El segundo al mando, por así decirlo, es el padre Alberto, un sacerdote de más de trescientos años, según dicen los niños del pueblo. Su cara está curtida por miles de arrugas unas sobre otras, y sus ojos celestes como el cielo, le otorgan una mirada fría y penetrante. El padre Alberto, aunque generalmente se muestra un tanto tosco y duro, es un anciano muy dulce y querendón. Él ha sido quien me ha cuidado todos estos años, y es lo más parecido a un padre que he tenido. Me conoce tan bien, que siempre sabe lo que siento o lo que pienso. De hecho, muchas veces cuando él me llama la atención y yo me siento enojado por dentro, me grita mientras se aleja: “¡y no pienses esas cosas!” ¡y no maldigas, que es pecado!! – y yo jamás he logrado entender cómo es que sabe lo que estoy pensando en ese preciso instante, es como si leyera mi mente. Un día, hace ya un par de años, una gran tormenta con truenos y relámpagos, pasó por la isla. Los pescadores y aldeanos tuvieron que refugiarse en sus casas, y en el monasterio, todos se reunieron en el salón bajo el campanario, pero yo estaba tan asustado, que me escondí en la alacena de la cocina. El padre Alberto me sorprendió llorando y temblando, y como en otras oportunidades similares, había mojado mis pantalones de puro susto. Recuerdo que me tomó entre sus brazos, y me cobijó bajo una pila de mantas. Me tranquilizó, y me dio a beber un chocolate caliente. Se quedó acompañándome allí, hasta que la tormenta amainó, ya que yo no quería moverme. Esa tarde, el padre Alberto me contó cómo había llegado hasta aquel lugar. Según su relato, me habían encontrado solo y vagando a las afueras del bosque. Tenía aparentemente unos 4 años y no pronunciaba palabra alguna. Cuando me preguntaron mi nombre, simplemente me les quedé mirando. Las autoridades decretaron que era mejor que permaneciera bajo el cuidado de los curas en la abadía, hasta que mis padres o familiares me reclamasen como perdido. Pero aquello nunca ocurrió, y fue así, que terminé al cuidado de los religiosos, convirtiéndome en su mozuelo. Como no sabían mi nombre, me tuvieron que re-bautizar, y me llamaron Daniel, que significa justicia de Dios o el justo.

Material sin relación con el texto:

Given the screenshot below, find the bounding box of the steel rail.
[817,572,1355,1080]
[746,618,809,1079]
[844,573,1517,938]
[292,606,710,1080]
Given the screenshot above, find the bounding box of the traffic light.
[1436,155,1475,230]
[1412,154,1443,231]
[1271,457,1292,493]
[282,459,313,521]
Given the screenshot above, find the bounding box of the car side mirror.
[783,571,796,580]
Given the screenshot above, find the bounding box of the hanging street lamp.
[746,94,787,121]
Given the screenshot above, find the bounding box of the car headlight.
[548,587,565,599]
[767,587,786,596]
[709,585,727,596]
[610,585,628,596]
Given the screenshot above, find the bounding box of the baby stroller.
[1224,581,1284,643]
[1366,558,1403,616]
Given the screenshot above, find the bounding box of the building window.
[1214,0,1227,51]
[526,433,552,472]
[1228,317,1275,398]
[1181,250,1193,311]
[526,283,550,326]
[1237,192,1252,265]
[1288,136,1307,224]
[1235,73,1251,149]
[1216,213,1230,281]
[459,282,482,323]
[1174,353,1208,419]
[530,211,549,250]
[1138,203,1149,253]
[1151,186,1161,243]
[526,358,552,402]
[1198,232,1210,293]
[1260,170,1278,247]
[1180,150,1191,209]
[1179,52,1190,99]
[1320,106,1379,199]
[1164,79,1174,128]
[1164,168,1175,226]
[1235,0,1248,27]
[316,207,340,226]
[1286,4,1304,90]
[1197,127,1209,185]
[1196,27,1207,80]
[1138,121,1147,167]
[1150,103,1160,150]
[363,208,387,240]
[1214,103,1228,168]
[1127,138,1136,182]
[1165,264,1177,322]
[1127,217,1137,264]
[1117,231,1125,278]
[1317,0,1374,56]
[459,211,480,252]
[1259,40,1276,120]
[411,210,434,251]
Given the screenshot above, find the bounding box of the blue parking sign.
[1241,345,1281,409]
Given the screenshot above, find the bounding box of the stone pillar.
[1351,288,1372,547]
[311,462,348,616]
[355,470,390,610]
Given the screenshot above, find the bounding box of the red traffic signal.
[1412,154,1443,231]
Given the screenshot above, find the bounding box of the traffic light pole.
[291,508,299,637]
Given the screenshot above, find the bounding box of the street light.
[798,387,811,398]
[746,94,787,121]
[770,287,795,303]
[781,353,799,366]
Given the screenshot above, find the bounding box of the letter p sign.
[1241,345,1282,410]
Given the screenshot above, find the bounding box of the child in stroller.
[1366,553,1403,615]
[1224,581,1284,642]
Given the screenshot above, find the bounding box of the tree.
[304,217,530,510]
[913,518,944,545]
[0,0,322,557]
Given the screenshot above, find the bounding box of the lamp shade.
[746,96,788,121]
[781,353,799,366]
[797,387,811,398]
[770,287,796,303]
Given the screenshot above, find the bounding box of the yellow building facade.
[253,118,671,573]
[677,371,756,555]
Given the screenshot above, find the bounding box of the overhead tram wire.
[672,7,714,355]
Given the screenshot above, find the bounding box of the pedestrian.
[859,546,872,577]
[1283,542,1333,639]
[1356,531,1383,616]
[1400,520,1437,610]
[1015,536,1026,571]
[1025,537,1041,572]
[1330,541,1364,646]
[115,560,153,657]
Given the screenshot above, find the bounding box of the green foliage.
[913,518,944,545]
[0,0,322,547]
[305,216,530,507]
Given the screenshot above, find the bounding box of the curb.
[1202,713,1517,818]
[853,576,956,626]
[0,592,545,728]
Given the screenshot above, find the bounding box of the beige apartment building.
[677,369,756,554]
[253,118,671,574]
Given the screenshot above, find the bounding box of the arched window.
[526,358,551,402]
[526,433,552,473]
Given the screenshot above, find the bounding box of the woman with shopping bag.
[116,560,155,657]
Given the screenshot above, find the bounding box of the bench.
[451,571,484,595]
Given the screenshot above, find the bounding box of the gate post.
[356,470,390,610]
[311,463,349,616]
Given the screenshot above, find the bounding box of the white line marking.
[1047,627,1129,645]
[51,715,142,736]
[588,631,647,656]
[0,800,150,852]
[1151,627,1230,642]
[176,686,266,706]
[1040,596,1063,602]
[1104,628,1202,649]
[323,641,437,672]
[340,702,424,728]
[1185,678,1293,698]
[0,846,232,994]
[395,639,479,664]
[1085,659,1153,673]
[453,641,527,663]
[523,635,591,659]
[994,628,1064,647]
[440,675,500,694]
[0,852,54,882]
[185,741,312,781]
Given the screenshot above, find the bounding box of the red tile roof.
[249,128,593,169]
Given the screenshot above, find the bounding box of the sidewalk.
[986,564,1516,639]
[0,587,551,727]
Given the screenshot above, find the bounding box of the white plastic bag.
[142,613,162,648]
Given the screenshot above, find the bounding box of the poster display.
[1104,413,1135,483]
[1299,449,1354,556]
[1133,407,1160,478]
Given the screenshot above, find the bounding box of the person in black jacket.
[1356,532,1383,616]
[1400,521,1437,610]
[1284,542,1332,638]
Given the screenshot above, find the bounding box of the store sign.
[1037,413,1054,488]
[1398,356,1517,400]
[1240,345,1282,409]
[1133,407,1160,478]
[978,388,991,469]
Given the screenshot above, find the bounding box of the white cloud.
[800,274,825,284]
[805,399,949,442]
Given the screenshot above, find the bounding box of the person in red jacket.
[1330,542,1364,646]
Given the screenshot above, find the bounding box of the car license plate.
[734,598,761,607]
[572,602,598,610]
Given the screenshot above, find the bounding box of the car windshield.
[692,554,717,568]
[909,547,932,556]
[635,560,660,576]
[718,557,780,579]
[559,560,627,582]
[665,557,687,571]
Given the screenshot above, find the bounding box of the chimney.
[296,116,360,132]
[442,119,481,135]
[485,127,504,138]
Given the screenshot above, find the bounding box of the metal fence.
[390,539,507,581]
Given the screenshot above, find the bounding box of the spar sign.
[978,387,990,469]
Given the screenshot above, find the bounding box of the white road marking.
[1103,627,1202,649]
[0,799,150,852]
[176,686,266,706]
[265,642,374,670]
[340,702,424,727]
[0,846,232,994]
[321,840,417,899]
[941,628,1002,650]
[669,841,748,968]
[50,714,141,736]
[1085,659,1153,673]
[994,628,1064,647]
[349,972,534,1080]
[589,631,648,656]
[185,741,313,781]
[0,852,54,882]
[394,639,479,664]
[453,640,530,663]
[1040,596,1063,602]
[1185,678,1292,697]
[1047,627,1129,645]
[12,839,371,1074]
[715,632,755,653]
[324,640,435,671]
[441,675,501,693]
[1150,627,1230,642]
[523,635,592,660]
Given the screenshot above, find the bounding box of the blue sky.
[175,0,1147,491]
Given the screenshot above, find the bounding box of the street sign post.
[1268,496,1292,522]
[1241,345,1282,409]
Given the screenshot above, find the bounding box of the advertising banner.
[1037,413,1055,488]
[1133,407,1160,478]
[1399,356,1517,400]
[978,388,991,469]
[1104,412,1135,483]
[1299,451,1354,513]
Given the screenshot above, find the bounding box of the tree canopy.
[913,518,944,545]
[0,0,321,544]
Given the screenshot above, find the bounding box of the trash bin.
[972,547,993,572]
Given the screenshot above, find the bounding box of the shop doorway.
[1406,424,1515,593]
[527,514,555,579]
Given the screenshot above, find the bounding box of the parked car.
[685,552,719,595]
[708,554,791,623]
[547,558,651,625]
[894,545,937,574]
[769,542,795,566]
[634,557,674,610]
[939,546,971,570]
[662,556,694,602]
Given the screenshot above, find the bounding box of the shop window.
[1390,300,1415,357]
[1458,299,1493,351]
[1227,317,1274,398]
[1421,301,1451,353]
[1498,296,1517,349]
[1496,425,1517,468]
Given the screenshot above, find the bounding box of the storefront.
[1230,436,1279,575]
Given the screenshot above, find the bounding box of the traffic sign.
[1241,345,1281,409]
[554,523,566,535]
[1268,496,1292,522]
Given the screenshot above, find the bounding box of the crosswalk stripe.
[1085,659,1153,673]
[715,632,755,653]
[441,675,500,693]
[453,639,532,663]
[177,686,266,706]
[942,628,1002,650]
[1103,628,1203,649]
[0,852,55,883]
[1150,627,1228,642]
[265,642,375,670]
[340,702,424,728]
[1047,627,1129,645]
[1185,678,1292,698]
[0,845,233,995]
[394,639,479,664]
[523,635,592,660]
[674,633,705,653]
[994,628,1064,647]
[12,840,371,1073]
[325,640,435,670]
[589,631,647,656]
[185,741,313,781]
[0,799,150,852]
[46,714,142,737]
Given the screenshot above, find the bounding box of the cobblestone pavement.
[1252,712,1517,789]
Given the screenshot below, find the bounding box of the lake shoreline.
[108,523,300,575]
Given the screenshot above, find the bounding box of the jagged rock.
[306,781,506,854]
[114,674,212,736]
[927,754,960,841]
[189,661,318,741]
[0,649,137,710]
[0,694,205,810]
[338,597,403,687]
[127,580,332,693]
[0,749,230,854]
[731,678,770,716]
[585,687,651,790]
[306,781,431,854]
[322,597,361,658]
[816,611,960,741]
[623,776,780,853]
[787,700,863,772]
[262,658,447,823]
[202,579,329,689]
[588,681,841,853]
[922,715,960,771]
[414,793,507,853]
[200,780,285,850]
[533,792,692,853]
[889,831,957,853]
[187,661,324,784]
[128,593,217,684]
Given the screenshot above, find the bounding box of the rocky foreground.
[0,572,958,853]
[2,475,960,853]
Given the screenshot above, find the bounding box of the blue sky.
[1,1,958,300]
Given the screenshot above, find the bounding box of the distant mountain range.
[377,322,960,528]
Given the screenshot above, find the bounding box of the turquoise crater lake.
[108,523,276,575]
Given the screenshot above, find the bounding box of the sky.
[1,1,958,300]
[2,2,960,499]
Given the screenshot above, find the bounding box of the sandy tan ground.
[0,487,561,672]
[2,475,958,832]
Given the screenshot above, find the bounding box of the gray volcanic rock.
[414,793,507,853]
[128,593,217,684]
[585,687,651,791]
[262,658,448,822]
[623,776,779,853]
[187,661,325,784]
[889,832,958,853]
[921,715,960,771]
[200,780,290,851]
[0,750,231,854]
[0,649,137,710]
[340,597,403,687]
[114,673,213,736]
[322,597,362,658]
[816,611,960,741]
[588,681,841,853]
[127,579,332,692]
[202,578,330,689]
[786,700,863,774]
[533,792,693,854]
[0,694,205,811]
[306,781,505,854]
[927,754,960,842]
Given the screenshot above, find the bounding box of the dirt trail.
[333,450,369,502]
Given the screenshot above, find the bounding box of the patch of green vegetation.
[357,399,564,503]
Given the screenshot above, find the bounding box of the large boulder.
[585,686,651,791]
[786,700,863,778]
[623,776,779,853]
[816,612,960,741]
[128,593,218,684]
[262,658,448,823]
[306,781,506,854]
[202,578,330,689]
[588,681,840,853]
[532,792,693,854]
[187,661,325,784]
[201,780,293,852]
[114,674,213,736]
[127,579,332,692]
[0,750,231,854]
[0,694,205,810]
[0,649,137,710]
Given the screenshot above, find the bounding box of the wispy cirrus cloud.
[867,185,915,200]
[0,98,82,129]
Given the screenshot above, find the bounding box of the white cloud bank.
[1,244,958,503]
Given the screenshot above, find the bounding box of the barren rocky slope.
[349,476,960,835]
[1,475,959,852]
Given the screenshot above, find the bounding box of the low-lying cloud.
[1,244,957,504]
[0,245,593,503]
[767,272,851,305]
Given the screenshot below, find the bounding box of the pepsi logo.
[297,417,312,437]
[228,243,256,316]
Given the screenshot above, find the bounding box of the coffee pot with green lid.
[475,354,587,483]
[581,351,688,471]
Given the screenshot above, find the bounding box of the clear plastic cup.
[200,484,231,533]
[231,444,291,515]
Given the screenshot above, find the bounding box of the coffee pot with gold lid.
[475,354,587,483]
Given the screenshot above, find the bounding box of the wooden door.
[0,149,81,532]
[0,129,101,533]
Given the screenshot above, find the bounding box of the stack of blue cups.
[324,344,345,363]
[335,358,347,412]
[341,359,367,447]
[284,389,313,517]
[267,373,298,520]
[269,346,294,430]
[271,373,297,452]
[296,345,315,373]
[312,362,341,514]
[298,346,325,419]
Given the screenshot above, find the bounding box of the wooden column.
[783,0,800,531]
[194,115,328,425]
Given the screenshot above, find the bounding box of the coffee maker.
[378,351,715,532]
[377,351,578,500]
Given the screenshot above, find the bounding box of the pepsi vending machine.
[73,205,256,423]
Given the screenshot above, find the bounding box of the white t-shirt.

Además del padre Perfecto y el padre Alberto, viven en la abadía el padre Luis, encargado del abastecimiento y compra de víveres, el padre Francisco, a cargo de la mantención del lugar, el padre Octavio, quien es el encargado del servicio a la comunidad y finalmente el padre Clemente, del cual nunca he tenido certeza de su obligación, ya que siempre lo veo durmiendo en la biblioteca. También viven con nosotros un grupo de monjas de la congregación de las Carmelitas Descalzas, quienes se encargan de la cocina y del aseo diario de la abadía. Debo confesarles que siempre me ha causado gracia su nombre; “Carmelitas Descalzas” y no entiendo por qué se llaman así, si en realidad no andan descalzas y usan esos zapatitos negros como de ballet. En fin, todos ellos son mi familia.